You want to be in a place that exudes positive energy, whenever possible, particularly when you will be undergoing a process that can generate varying levels of stress.

  • 3) The office emphasizes general health and wellness.

You are not just a walking uterus and ovaries (let’s not even mention how one could envision the men). You are a whole person. As a whole person, what you eat, do and think can, arguably, affect your fertility.

It would be remiss of any physician’s office not to ask you about your nutrition and lifestyle, and then emphasize non-pharmacological ways to assist you in your attempt to conceive. Kudos to an office that emphasizes the importance of nutrition and extra fist bump for those who have close contact with a nutritionist or, the holy grail, one that employs a nutritionist in the office.

Ask yourself: what do you see first when you walk into the office?

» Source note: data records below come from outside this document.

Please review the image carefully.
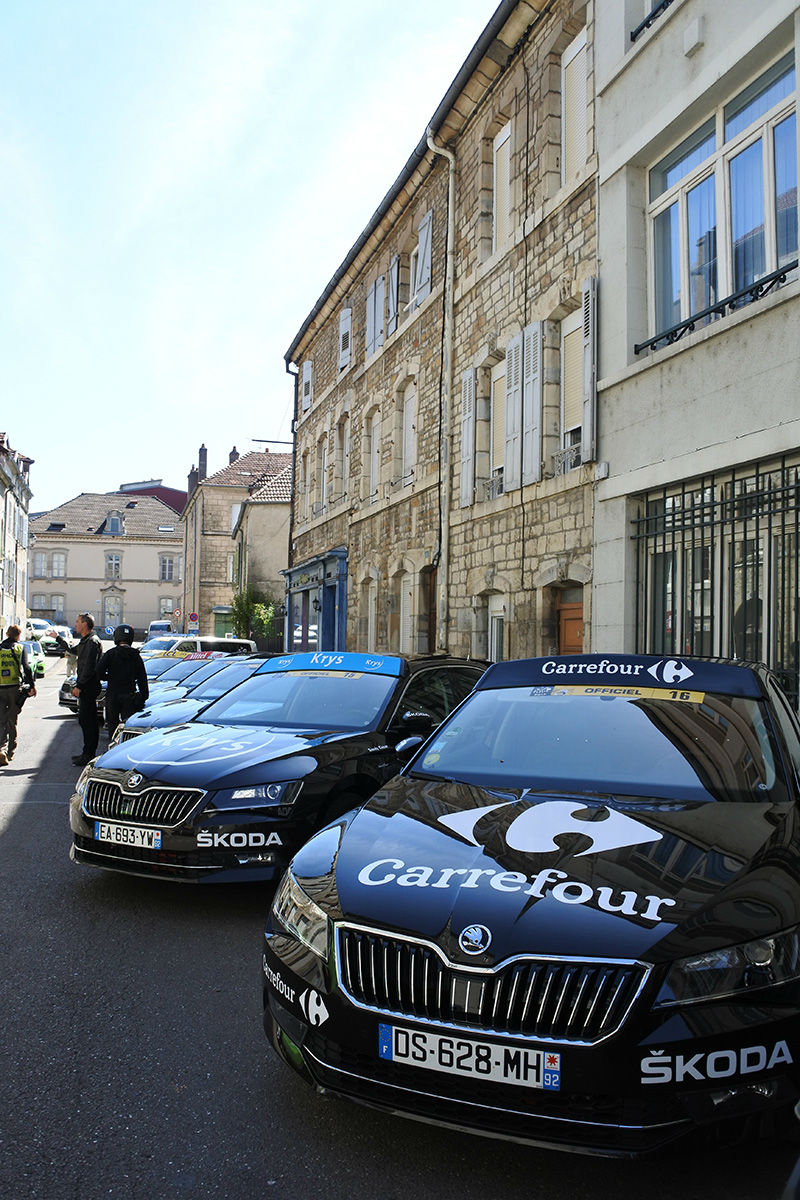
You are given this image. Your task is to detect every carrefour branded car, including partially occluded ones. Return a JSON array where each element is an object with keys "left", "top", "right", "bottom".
[
  {"left": 71, "top": 652, "right": 486, "bottom": 882},
  {"left": 112, "top": 654, "right": 264, "bottom": 745},
  {"left": 263, "top": 654, "right": 800, "bottom": 1154}
]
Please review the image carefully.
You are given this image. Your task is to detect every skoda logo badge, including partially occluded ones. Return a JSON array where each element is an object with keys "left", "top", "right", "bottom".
[{"left": 458, "top": 925, "right": 492, "bottom": 954}]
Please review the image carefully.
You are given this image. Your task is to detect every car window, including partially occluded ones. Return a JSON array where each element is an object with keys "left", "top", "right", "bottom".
[
  {"left": 197, "top": 671, "right": 397, "bottom": 730},
  {"left": 411, "top": 688, "right": 788, "bottom": 803}
]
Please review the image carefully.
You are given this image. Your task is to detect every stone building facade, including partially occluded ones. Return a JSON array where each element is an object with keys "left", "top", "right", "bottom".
[
  {"left": 287, "top": 0, "right": 597, "bottom": 659},
  {"left": 0, "top": 433, "right": 34, "bottom": 637},
  {"left": 593, "top": 0, "right": 800, "bottom": 698},
  {"left": 181, "top": 445, "right": 291, "bottom": 636}
]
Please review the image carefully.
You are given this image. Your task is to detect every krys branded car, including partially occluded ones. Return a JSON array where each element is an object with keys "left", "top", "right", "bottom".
[
  {"left": 70, "top": 652, "right": 486, "bottom": 882},
  {"left": 263, "top": 655, "right": 800, "bottom": 1154}
]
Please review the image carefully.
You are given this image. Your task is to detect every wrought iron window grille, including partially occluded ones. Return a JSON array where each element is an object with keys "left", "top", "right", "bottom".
[{"left": 633, "top": 258, "right": 798, "bottom": 354}]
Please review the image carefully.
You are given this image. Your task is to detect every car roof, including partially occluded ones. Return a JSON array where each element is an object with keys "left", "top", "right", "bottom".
[
  {"left": 257, "top": 650, "right": 486, "bottom": 678},
  {"left": 476, "top": 654, "right": 766, "bottom": 698}
]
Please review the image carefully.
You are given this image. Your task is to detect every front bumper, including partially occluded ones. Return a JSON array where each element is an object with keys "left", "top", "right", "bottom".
[
  {"left": 70, "top": 794, "right": 311, "bottom": 883},
  {"left": 263, "top": 931, "right": 800, "bottom": 1157}
]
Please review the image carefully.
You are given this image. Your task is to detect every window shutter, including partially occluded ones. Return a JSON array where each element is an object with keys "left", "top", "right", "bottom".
[
  {"left": 581, "top": 276, "right": 597, "bottom": 462},
  {"left": 339, "top": 308, "right": 353, "bottom": 371},
  {"left": 366, "top": 283, "right": 375, "bottom": 358},
  {"left": 503, "top": 334, "right": 522, "bottom": 492},
  {"left": 459, "top": 367, "right": 476, "bottom": 509},
  {"left": 522, "top": 320, "right": 543, "bottom": 484},
  {"left": 386, "top": 254, "right": 399, "bottom": 336},
  {"left": 302, "top": 359, "right": 313, "bottom": 413},
  {"left": 414, "top": 209, "right": 433, "bottom": 304}
]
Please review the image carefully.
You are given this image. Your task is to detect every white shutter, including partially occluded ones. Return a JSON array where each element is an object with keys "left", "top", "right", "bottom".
[
  {"left": 581, "top": 276, "right": 597, "bottom": 462},
  {"left": 459, "top": 367, "right": 476, "bottom": 509},
  {"left": 302, "top": 359, "right": 313, "bottom": 413},
  {"left": 386, "top": 254, "right": 399, "bottom": 336},
  {"left": 339, "top": 308, "right": 353, "bottom": 371},
  {"left": 414, "top": 209, "right": 433, "bottom": 304},
  {"left": 366, "top": 283, "right": 375, "bottom": 358},
  {"left": 503, "top": 334, "right": 522, "bottom": 492},
  {"left": 522, "top": 320, "right": 543, "bottom": 484},
  {"left": 373, "top": 275, "right": 386, "bottom": 349}
]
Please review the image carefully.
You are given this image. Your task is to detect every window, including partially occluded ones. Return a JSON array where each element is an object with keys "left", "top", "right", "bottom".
[
  {"left": 492, "top": 122, "right": 511, "bottom": 252},
  {"left": 561, "top": 29, "right": 588, "bottom": 185},
  {"left": 158, "top": 554, "right": 181, "bottom": 583},
  {"left": 367, "top": 409, "right": 380, "bottom": 504},
  {"left": 366, "top": 275, "right": 386, "bottom": 358},
  {"left": 409, "top": 209, "right": 433, "bottom": 308},
  {"left": 301, "top": 359, "right": 314, "bottom": 413},
  {"left": 650, "top": 55, "right": 798, "bottom": 331},
  {"left": 401, "top": 383, "right": 416, "bottom": 487},
  {"left": 339, "top": 308, "right": 353, "bottom": 371}
]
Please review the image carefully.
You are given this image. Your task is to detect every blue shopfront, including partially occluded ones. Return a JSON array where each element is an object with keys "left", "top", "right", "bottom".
[{"left": 283, "top": 546, "right": 347, "bottom": 650}]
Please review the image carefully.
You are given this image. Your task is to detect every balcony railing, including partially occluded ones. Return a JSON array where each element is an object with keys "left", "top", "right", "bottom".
[{"left": 633, "top": 258, "right": 798, "bottom": 354}]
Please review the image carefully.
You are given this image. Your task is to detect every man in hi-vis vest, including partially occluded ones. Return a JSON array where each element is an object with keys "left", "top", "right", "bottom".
[{"left": 0, "top": 625, "right": 36, "bottom": 767}]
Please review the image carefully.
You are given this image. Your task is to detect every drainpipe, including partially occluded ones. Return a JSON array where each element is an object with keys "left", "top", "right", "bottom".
[{"left": 427, "top": 127, "right": 456, "bottom": 650}]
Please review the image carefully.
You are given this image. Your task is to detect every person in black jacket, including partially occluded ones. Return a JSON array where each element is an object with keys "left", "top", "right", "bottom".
[
  {"left": 97, "top": 625, "right": 150, "bottom": 738},
  {"left": 55, "top": 612, "right": 103, "bottom": 767}
]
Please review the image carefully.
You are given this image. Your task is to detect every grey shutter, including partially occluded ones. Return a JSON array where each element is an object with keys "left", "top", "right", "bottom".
[
  {"left": 458, "top": 367, "right": 476, "bottom": 509},
  {"left": 339, "top": 308, "right": 353, "bottom": 371},
  {"left": 386, "top": 254, "right": 399, "bottom": 337},
  {"left": 414, "top": 209, "right": 433, "bottom": 304},
  {"left": 302, "top": 359, "right": 313, "bottom": 413},
  {"left": 581, "top": 276, "right": 597, "bottom": 462},
  {"left": 522, "top": 320, "right": 543, "bottom": 484},
  {"left": 503, "top": 334, "right": 522, "bottom": 492},
  {"left": 366, "top": 283, "right": 375, "bottom": 358},
  {"left": 373, "top": 275, "right": 386, "bottom": 349}
]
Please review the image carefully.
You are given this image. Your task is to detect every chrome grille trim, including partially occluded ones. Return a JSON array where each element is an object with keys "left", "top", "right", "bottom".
[
  {"left": 336, "top": 923, "right": 651, "bottom": 1045},
  {"left": 83, "top": 779, "right": 205, "bottom": 828}
]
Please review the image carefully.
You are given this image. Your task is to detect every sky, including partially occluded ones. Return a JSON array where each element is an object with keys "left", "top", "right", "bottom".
[{"left": 0, "top": 0, "right": 497, "bottom": 512}]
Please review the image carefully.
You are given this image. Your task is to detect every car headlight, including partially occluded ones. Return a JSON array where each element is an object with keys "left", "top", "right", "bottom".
[
  {"left": 210, "top": 779, "right": 300, "bottom": 809},
  {"left": 272, "top": 871, "right": 329, "bottom": 961},
  {"left": 76, "top": 766, "right": 91, "bottom": 800},
  {"left": 656, "top": 926, "right": 800, "bottom": 1008}
]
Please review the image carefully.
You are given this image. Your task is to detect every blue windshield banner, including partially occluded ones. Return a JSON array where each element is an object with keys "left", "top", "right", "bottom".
[{"left": 255, "top": 650, "right": 405, "bottom": 676}]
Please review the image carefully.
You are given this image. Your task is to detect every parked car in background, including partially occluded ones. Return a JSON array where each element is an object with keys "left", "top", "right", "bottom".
[
  {"left": 38, "top": 625, "right": 76, "bottom": 656},
  {"left": 70, "top": 652, "right": 486, "bottom": 882},
  {"left": 263, "top": 654, "right": 800, "bottom": 1156},
  {"left": 19, "top": 641, "right": 44, "bottom": 679}
]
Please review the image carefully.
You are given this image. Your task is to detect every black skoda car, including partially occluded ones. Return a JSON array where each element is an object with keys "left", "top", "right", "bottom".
[
  {"left": 70, "top": 652, "right": 486, "bottom": 882},
  {"left": 263, "top": 654, "right": 800, "bottom": 1154}
]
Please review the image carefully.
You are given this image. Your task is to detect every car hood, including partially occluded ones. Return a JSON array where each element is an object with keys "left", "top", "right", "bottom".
[
  {"left": 316, "top": 776, "right": 800, "bottom": 964},
  {"left": 95, "top": 722, "right": 350, "bottom": 791}
]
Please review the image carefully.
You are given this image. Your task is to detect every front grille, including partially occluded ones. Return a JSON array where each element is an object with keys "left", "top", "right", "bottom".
[
  {"left": 83, "top": 779, "right": 205, "bottom": 826},
  {"left": 337, "top": 925, "right": 649, "bottom": 1045}
]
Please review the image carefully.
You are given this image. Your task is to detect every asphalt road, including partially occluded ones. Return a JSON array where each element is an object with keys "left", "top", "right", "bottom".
[{"left": 0, "top": 659, "right": 796, "bottom": 1200}]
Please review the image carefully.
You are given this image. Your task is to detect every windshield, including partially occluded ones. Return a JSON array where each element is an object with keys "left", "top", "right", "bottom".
[
  {"left": 190, "top": 671, "right": 397, "bottom": 730},
  {"left": 188, "top": 659, "right": 264, "bottom": 701},
  {"left": 411, "top": 686, "right": 788, "bottom": 803}
]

Are there seminars and opportunities for small group meetings? What magazines are in the waiting room? Old issues that the staff wasn’t interested in taking home, or magazines that emphasize health and wellness? The waiting room can be a microcosm of the components of care that the REI center finds important, so what you find there is often reflective of what you will experience during your visits.

  • 4) The website is robust and has patient education opportunities.

A fertility center’s website is another way to make a first impression, and it can help you decide what the staff thinks is important for you to know.

I have seen websites for big centers that are just a few pages and emphasize only the surgeries the doctors do. They have no real introduction to the rest of the staff or services offered.

In contrast, I’ve seen websites that offer educational articles and videos, links to helpful patient advocacy groups, and offer live-feed Q and A’s with clinicians. Think about the website in the same way you would look for a mate. Don’t make a youthful dating mistake and go for style over substance.

  • 5) The physicians rely on current, relevant scientific research in their everyday practice.

The good news about working in the infertility field is that there are so many advances and new techniques. The bad news is that there are consistent advances, and it’s vital to keep abreast of them, researching which ones will have longevity and which ones start as good ideas but don’t work once put into practice.

For example, we weren’t sure that ICSI would be safe for oocytes when it was first utilized, but now we can’t imagine IVF treatments without it. One of the hardest diagnoses to manage and overcome in infertility is that of a diminished ovarian reserve, when the quality (and quantity) of the women’s eggs is low or lessened. Since many of our patients face this diagnosis, much REI research is done to find ways to combat it, since it can’t be “cured” at this point.

Whenever I go into another center, I ask the physicians what they do differently for this subset of patients, and I often am told a variety of methods. Not all may work, but hopefully the physician has researched them, asked colleagues about them, and has gone to an academic conference where it was discussed.

This generates another important point. Good fertility centers promote professional development opportunities for their staff. They are willing to have either an in-house nurse educator or employ an outside consultant to educate and enrich their nursing staff. They are always striving to refine current protocols and standing orders. They send their staff to conferences, both local and national. They support the staff’s efforts at obtaining continuing education units or advancing their degrees. In return, the staff feels valued, which leads to higher morale and better patient care.


Currently the CDC database lists 450+ REI centers in the US that report to SART and offer infertility treatments. The choice of which fertility clinic to use (or in which to work) is a big one and ultimately, like any big decision, one that you will probably make with a combination of information gathering, logic and your gut instinct.

Hopefully, these tips will help you refine your search for the REI center that meets your needs.